ON A STUPENDOUS LEG OF GRANITE

Horace Smith

In Egypt's sandy silence, all alone,
Stands a gigantic Leg, which far off throws
The only shadow that the Desart knows: -
"I am great OZYMANDIAS," saith the stone,
"The King of Kings; this mighty City shows
"The wonders of my hand." - The City's gone, -
Nought but the Leg remaining to disclose
The site of this forgotten Babylon.

We wonder,- and some Hunter may express
Wonder like ours, when thro' the wilderness
Where London stood, holding the Wolf in chace,
He meets some fragment huge, and stops to guess
What powerful but unrecorded race
Once dwelt in that annihilated place.

In 1817 Horace Smith wrote this poem in a friendly competition with the great Romantic poet Percy Bysshe Shelley.
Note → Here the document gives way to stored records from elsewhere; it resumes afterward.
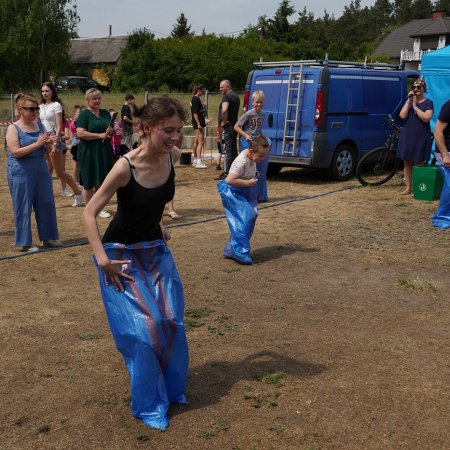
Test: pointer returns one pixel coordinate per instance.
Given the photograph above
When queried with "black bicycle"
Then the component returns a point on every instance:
(380, 164)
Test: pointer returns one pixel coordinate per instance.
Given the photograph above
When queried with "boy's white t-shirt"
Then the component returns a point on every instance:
(243, 167)
(47, 114)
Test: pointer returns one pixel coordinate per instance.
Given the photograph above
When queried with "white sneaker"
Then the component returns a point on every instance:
(66, 193)
(78, 200)
(200, 165)
(104, 214)
(30, 248)
(52, 243)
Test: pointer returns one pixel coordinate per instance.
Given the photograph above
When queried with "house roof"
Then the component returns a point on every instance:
(97, 50)
(434, 28)
(400, 38)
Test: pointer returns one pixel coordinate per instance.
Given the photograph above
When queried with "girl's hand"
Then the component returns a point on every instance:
(109, 132)
(166, 235)
(113, 270)
(44, 139)
(446, 160)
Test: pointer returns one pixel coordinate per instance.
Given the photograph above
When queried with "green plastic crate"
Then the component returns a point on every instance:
(427, 182)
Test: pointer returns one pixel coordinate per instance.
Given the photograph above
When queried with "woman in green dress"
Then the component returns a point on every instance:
(95, 156)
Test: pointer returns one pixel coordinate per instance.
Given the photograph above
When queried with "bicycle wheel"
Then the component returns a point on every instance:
(377, 167)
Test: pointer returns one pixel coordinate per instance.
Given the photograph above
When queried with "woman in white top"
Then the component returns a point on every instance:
(51, 117)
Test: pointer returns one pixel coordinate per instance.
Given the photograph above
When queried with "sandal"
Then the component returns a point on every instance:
(173, 215)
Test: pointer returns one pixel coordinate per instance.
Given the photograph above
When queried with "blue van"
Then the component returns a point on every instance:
(325, 114)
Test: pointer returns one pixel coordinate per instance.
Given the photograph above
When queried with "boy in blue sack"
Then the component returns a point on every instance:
(249, 126)
(239, 198)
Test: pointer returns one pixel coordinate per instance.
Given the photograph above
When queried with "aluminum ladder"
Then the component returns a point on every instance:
(293, 108)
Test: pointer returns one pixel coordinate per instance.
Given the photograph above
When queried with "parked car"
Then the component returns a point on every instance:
(326, 114)
(76, 83)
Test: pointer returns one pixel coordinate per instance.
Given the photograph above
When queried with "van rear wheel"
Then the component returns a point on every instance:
(344, 162)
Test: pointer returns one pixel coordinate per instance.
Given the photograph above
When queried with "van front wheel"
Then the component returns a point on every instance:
(344, 162)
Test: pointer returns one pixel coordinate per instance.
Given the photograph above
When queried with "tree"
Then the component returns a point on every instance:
(35, 39)
(278, 28)
(181, 29)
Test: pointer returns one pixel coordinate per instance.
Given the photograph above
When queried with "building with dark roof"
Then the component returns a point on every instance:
(409, 42)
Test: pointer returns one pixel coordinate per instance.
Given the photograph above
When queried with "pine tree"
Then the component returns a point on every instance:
(181, 29)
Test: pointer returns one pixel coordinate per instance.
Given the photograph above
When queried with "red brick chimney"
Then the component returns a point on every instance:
(438, 15)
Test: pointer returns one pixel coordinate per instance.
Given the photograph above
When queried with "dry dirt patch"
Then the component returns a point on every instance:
(337, 337)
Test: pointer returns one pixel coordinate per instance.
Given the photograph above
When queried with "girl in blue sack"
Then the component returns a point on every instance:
(239, 198)
(140, 286)
(249, 126)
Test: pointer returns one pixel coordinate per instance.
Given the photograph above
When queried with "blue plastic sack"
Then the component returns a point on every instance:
(240, 205)
(261, 167)
(146, 321)
(441, 218)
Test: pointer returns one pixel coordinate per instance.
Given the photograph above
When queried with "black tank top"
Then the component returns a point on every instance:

The contest was inspired by the transport to Europe of a colossal statue of the great Egyptian Pharaoh, Ramses II. The site of the poem is the Ramasseum, the Temple of Ramses II on the West Bank of the Nile at Luxor. The ruins still stand on the border between the fertile Nile plain and the barren desert hills which hide the royal burial tombs in the Valley of the Kings.

Smith's effort is valiant, but it is certainly let down by its title and Shelley's poem Ozymandias (another name for Ramses II), is certainly the greater work.